Sabrina Bockler returns to BEERS London for Impending Rapture, her second solo exhibition at the gallery. The exhibition explores ideas of duality and cyclical change — abundance and scarcity, light and dark, loss and renewal. Impending Rapture refers to the moment of division and continuation, when one form becomes two, when growth depends on disruption, fracture, or surrender.

 

Comprised of ten paintings, Bockler riffs off Dutch still life and allegorical paintings of the Renaissance, grounding the series in the myth of Persephone as an anchor to explore ideas of descent and return, echoing the rhythms of the seasons and the emotional cycles we move through as human beings. For Bockler, this is a negotiation between beauty and unease, hope and loss, beauty and decay.

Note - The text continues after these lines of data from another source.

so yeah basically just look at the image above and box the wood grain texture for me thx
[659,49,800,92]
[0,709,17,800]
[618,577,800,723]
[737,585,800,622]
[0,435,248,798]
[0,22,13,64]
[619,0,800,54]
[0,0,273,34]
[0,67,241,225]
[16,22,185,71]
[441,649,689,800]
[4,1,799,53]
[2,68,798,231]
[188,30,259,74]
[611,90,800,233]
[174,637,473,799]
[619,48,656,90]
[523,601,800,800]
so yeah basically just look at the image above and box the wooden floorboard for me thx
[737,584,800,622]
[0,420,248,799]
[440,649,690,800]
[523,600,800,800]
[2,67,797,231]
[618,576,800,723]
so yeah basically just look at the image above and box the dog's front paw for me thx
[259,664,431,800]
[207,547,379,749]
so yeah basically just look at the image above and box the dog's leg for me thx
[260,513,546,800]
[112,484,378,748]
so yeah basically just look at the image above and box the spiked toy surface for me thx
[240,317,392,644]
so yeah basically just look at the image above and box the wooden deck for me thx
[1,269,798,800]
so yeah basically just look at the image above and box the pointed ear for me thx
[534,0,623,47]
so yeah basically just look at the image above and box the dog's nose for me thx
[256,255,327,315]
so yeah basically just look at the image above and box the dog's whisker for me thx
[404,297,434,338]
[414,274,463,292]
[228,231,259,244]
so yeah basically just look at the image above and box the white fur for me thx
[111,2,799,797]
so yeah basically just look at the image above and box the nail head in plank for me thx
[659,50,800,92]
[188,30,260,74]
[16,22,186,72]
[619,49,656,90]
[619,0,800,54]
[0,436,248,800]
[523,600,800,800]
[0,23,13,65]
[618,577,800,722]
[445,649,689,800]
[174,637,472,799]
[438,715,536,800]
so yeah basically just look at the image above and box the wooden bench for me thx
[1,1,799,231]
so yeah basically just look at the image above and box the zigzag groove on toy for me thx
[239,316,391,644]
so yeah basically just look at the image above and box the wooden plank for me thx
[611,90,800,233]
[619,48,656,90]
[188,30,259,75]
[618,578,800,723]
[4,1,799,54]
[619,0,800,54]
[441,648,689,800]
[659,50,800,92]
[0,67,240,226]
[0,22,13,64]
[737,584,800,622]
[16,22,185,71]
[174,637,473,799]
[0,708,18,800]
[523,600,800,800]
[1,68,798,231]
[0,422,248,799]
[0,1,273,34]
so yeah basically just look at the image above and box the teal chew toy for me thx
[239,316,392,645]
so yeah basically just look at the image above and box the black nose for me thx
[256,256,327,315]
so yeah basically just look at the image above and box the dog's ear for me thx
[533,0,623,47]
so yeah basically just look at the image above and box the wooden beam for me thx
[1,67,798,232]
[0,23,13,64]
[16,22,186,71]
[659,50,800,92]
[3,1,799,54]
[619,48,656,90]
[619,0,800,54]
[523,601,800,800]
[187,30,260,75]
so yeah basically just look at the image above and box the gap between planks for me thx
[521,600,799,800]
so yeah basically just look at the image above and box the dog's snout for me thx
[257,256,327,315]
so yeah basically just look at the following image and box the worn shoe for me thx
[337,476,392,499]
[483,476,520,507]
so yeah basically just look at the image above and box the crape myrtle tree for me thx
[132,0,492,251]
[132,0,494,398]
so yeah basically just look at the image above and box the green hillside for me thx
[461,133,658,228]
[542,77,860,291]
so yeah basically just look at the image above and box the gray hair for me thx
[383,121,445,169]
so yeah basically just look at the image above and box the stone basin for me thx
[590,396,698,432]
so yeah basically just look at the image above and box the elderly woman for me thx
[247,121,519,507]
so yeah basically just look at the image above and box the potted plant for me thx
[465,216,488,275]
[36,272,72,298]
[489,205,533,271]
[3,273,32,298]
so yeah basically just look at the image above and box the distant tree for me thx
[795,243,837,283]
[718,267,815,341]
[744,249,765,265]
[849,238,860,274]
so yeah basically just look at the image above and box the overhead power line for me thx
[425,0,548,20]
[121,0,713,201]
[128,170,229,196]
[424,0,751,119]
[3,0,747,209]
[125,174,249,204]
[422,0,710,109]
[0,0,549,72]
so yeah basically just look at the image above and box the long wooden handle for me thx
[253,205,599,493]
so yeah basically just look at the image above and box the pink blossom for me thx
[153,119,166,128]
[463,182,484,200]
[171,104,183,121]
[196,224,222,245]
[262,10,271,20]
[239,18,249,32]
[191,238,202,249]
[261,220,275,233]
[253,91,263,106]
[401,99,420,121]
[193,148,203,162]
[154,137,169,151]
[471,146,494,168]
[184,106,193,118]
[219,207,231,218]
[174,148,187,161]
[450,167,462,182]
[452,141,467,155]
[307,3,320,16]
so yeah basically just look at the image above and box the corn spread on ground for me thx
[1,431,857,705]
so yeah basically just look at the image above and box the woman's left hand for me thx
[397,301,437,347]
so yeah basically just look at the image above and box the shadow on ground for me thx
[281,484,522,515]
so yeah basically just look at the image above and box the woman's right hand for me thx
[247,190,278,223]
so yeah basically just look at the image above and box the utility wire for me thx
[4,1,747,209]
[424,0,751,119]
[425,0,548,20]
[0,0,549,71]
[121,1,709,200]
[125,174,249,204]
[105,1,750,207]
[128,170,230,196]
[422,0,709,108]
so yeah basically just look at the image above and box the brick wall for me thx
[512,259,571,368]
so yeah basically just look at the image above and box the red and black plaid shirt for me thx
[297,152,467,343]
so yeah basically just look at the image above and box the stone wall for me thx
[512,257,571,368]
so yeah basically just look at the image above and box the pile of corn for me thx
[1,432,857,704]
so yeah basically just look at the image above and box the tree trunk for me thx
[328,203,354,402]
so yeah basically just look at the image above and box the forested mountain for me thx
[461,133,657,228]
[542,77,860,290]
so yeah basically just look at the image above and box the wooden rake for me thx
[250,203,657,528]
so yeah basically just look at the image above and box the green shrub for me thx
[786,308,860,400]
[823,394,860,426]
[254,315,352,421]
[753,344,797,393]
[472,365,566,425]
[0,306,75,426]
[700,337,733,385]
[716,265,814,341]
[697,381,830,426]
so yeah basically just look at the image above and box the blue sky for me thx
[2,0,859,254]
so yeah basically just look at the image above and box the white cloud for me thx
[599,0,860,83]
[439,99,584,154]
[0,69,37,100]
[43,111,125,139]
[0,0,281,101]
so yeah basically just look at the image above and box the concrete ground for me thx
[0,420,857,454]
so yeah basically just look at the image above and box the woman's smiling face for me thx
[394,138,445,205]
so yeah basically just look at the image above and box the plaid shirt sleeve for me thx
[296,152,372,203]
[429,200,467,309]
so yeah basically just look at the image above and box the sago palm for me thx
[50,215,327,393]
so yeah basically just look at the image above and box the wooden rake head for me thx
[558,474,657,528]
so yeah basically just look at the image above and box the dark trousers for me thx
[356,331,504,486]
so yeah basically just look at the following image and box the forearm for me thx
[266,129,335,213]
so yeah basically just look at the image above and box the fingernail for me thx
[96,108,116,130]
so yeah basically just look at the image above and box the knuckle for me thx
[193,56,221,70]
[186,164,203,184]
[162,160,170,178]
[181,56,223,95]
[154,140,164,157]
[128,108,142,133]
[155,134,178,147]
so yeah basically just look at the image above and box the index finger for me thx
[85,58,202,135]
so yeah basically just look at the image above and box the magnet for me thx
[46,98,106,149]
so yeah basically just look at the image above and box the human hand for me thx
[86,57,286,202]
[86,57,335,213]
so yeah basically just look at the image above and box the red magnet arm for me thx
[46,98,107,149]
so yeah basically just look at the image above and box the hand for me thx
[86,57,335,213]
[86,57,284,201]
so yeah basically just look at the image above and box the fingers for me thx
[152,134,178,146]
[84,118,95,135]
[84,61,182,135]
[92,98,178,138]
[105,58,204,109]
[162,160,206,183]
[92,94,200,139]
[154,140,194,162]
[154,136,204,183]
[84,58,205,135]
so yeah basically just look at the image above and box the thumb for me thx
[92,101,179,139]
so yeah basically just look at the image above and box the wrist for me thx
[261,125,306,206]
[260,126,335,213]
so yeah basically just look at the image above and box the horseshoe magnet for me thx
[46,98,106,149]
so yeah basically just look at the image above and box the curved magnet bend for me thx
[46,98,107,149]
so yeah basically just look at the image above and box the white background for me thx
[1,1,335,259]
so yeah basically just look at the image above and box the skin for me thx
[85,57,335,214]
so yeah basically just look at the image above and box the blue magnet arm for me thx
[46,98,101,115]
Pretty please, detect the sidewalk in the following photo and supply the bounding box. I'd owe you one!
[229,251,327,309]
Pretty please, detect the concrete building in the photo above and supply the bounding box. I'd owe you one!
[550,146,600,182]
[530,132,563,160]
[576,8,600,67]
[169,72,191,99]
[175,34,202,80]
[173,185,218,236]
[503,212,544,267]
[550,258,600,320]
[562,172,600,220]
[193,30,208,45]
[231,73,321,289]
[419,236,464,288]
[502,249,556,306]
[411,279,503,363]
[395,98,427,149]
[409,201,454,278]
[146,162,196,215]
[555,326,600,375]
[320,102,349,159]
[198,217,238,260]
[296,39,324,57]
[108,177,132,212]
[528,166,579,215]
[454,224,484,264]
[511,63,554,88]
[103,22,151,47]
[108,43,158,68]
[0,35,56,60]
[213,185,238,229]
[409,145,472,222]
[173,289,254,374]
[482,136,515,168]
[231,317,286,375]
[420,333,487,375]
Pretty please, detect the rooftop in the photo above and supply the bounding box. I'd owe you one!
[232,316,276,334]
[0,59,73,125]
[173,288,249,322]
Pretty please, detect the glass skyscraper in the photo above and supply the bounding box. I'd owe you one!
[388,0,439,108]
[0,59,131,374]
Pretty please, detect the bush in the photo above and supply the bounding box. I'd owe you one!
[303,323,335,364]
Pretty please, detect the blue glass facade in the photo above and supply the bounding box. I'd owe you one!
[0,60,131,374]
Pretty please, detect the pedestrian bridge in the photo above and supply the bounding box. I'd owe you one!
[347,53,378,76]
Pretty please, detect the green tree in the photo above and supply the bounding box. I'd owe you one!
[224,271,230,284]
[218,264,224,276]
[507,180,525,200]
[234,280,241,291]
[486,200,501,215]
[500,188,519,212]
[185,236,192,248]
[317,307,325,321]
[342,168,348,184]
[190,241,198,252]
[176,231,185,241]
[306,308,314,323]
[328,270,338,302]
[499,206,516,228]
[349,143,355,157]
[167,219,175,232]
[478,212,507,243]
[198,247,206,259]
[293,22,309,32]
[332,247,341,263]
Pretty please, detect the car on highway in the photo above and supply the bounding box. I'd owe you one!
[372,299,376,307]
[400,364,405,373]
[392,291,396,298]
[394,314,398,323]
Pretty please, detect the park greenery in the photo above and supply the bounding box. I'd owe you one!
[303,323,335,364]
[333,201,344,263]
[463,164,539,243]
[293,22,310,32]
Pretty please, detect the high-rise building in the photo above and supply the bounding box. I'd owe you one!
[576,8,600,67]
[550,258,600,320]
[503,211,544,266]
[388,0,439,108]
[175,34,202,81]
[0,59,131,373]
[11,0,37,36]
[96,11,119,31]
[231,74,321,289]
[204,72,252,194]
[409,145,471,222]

Most artists begin with a question or a series of questions. For Bockler, what began as a meditation on transformation soon evolved into interest in how inherited myths shape our understanding of contemporary issues, in this particular case, that of women’s roles. “I find the Persephone story particularly interesting,” she writes, “in that it exhibits obedience, abduction, and defiance into one poetic, wholly unsettling arc.” The act of painting can be many things: comprehension, discovery, deconstruction, restaging, and Bockler is keen to explore a dismantling of a singular so-called meta-narrative: “Painting this story became a retelling,” she explains, “it became about giving Persephone agency while questioning and dismantling the story.”

 

Those familiar with Bockler’s work will see recurring motifs: abundant pomegranates, shifting snakes, and decadent floral forms. Horses appear as sentinels, psychopomps* moving between uncertain terrain, imbued with a sense of control and mischief. Humour, too. In that wry, sardonic way that echoes John Currin, poking fun at tradition while simultaneously paying homage. What remains interesting in Bockler’s growing lexicon and vision is how beauty and rupture, cycles of pain and joy, and even (lifting the term from an ongoing religious fervour at the time of painting) the sense of “impending rapture” that is horrific, terrific, awesome, and uncanny. Decadent and divine, all things characteristically “Bockler.”

*A figure from mythology, religion, or folklore who guides souls from the world of the living to the world of the dead.